This post was most recently updated on December 28th, 2016
What is Robots Exclusion Protocol?
Robots Exclusion Protocol is a convention where directives are written with an objective to restrict or channel web crawlers to access parts of website. A part of website may be publicly visible and rest is private for all or some web crawlers.
The standard was proposed by Martijn Koster.
The robots.txt file need to be in root directory of your site.
Directives
- User-agent: user agent directive is used to specify the robots/ web crawlers that can access the allowed URLs. A “*” means allowed/ disallowed URLs for all robots.

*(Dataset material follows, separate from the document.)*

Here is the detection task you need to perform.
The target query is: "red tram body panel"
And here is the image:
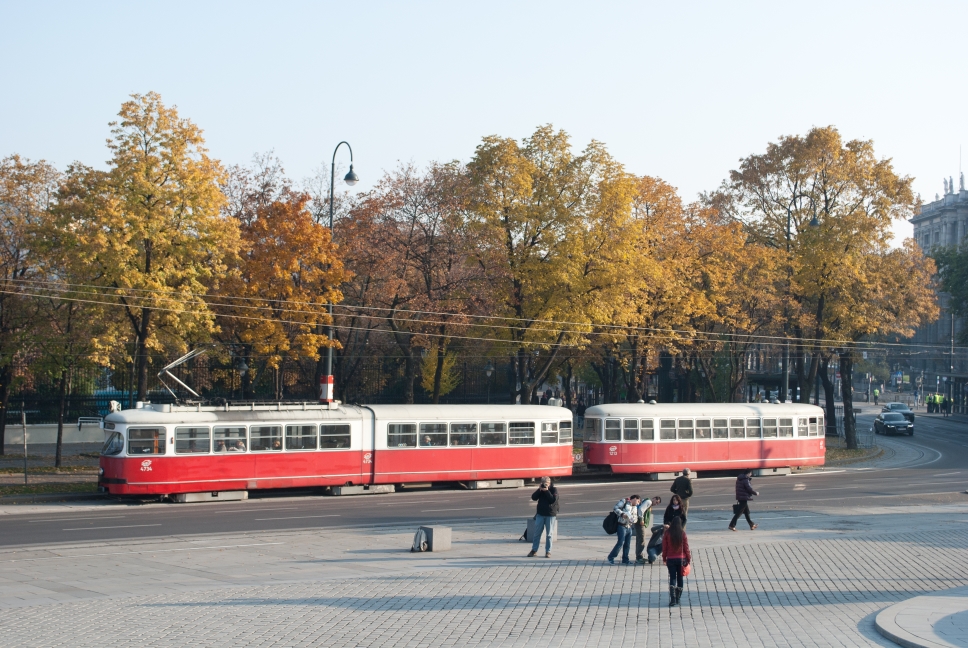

List of user agents for specific robots can be found here.
- Allow/ Disallow: the directives are used to specify allowed or disallowed URLs of a website respectively.
- Crawl-delay: crawl delay directive is supported by major crawlers, set to number of seconds to wait between successive requests to the same server
- Sitemap: sitemap directive specifies a path to sitemap.xml and is recognized by some crawlers.
- Host: host directive is supported by some crawlers allowing websites with multiple mirrors to specify their preferred domain
Robots Exclusion Protocoln can also be applied using meta tags and X-Robots tag in HTTP header.
A “noindex” meta tag:
1 |
<meta name="robots" content="noindex" /> |
A “noindex” HTTP response header:
1 |
X-Robots-Tag: noindex |
The X-Robots tag is only effective when the page is requested and meta tag is effective when the page has loaded, on the other hand the robots.txt is effective before the page has loaded.
If crawler received a no-indexing directive from robots.txt it will ignore the header X-Robots tag and meta tags.